Wednesday, February 8, 2012

TO HONOR AND CHERISH... MY declaration to self.

I took the Myers-Briggs II yesterday.  Not because I'm curious about what "Type" I am, I'm an INFJ.  I know what that means (see Page and yes, I have spidey senses perhaps someday I'll be brave enough to devote a page to them).  Not because a type DEFINES you, it doesn't, but because it is a resource, a lens to view how I prefer to interact with the world,  Since I have a great idea of what my preferences are, I had the luxury of using this Indicator to see if I was honoring my preferences.  I needed to know where I wasn't being true to myself.  I feel disjointed, out of sorts.  I'm not reacting to situations in ways that sit well with me.  I'm acting out of character, and until yesterday I didn't know why.  I won't bore anyone with the details.  Instead, the following is my declaration.

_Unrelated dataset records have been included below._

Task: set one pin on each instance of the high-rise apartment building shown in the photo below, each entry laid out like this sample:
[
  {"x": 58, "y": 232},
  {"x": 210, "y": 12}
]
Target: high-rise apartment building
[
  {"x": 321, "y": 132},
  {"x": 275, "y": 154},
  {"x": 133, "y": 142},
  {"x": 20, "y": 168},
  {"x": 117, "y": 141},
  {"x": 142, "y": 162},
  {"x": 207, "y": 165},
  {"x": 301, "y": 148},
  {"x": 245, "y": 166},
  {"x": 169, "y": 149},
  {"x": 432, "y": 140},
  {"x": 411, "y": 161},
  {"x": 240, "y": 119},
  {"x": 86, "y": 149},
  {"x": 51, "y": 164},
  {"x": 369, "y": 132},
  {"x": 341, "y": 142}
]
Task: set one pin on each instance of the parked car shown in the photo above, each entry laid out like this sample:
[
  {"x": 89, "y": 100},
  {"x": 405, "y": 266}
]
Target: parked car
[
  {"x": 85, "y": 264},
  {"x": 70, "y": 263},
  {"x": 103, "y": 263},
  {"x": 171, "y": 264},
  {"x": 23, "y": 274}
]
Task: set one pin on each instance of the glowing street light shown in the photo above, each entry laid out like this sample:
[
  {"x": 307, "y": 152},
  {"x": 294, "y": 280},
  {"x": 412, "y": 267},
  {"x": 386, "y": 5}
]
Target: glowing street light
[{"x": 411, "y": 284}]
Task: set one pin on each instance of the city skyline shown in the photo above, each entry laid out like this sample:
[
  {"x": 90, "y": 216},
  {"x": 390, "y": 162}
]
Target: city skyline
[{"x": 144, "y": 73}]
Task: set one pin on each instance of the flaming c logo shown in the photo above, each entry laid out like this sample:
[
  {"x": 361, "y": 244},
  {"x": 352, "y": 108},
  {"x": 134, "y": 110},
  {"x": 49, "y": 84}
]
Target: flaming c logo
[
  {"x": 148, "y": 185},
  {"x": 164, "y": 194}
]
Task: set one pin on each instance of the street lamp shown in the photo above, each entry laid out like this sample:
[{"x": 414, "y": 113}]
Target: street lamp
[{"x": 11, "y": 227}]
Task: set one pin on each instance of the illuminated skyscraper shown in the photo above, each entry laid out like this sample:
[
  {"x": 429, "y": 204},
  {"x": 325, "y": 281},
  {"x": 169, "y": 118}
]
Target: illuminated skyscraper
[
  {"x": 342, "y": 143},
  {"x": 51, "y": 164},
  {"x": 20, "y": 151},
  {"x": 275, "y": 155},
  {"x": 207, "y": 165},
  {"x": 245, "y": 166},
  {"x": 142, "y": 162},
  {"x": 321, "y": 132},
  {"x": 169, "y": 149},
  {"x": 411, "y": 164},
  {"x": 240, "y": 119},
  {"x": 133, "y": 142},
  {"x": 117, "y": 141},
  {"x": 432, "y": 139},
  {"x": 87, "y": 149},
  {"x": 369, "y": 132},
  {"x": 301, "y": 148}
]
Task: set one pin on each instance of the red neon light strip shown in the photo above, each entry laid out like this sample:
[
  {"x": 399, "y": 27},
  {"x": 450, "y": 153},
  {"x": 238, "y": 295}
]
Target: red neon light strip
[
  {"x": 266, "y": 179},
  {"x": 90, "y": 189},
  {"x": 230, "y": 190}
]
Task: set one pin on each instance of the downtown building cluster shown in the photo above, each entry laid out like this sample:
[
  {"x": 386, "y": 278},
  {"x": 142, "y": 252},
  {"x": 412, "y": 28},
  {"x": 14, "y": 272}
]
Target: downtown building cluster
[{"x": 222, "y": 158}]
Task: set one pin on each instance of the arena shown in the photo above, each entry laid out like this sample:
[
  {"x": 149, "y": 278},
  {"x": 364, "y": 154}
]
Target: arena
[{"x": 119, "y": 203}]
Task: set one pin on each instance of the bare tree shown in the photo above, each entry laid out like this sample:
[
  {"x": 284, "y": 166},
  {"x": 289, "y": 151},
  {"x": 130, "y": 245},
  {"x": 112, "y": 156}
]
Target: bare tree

I have a tender heart.  Intolerance, insensitivity, rudeness, ESPECIALLY when not directed at me HURTS me.  It makes me sad, for you.  That most definitely doesn't mean I don't like you.  I DO LIKE YOU (I like pretty much everyone, and find the best in people).  In fact I'd like to help you, because I know you do it because you are unhappy.  It just means I can't be around you often.  It means I'm here to help you when you are ready to find happiness.  I need to guard my heart a bit, from negativity so that I can keep it soft and tender for those that need tenderness.  Just because I don't let you in, doesn't mean you are locked out.  I need to be sure I feel safe with friends, and those in my life so that I can be free to use what is probably one of my greatest gifts without shame or fear whenever the need arises.  I haven't had the easiest life, so I am already a little too sparing with it as it is.  When I guard my tenderness, I become VERY hard and cold (with people close to me I can seem this way anyway because I have high expectations for them... though never as high as the expectations I have for myself).  I'm not hard or cold, and It hurts me when I treat others this way.

Next, I am NOT logical.  Sure I have great logical thinking skills, but I make decisions FIRST, based on my intuituion, and then search for logic to support them so that I can defend my choices to others. Some times i don't even know why make the choices i make, i just know it is the RIGHT choice.  that can be very frustrating for a person with great skills in logic!  In all honesty, I've made pretty much EVERY decision in my life based on feelings and personal values, and I LOVE MY LIFE!  When I try too hard to be logical I end up being grouchy, because in many situations the logical choice goes against my intuition, and what I FEEL I should do.  Like adoption for instance, or my decision to marry my husband, or to keep my baby, to join the Army... Pretty much none of my favorite choices have been the logical choice.  I just KNOW what is right for me.  I much prefer to interact with people, make decisions etc. in ways that are personal and in line with what I believe, not based on what makes logical sense.  When I'm not true to this preference I only end up feeling sorry for myself for not following my heart.  I project this self pity, by lashing out in anger, at whoever I think is at fault (usually my husband because some how everything is his fault ;) LOL).  When I follow my brain instead of my heart I get SUPER out of wack, because while I'm good at logical thinking, I pretty much suck at logical functioning... This is probably the area of second most concern for me.

Finally, I NEED structure, routine, efficiency, concrete expectations and plans.  I actually crave it.  I am NOT a  go with the flow type.  I sure would like to be.  Everyone likes them better.  ;)  However, probably due to some childhood things, I have never learned to do this for myself.  I suck at deadlines, I don't know how to implement structure and routine for myself.  It's VERY hard for me.  So if I seem to be totally unavailable for weeks or months its probably because I am avoiding distractions while I attempt to give myself something I desperately need... STRUCTURE.  This Army Wife life only makes it that much harder (this is where that logical thinking is great.  Otherwise the Army's lack of efficiency might make me even crazier than the lack of schedule already does!).  However, I'm a terrific planner.  Give me a PCS move or a hurricane and I will really shine!  So this is my declaration of truth to myself.  These are things I need to honor within myself.  If don't, I worry I'll become a cold, hard, grouchy, moody, lazy, unorganized and distant person who never achieves her dreams or uses her God given gifts.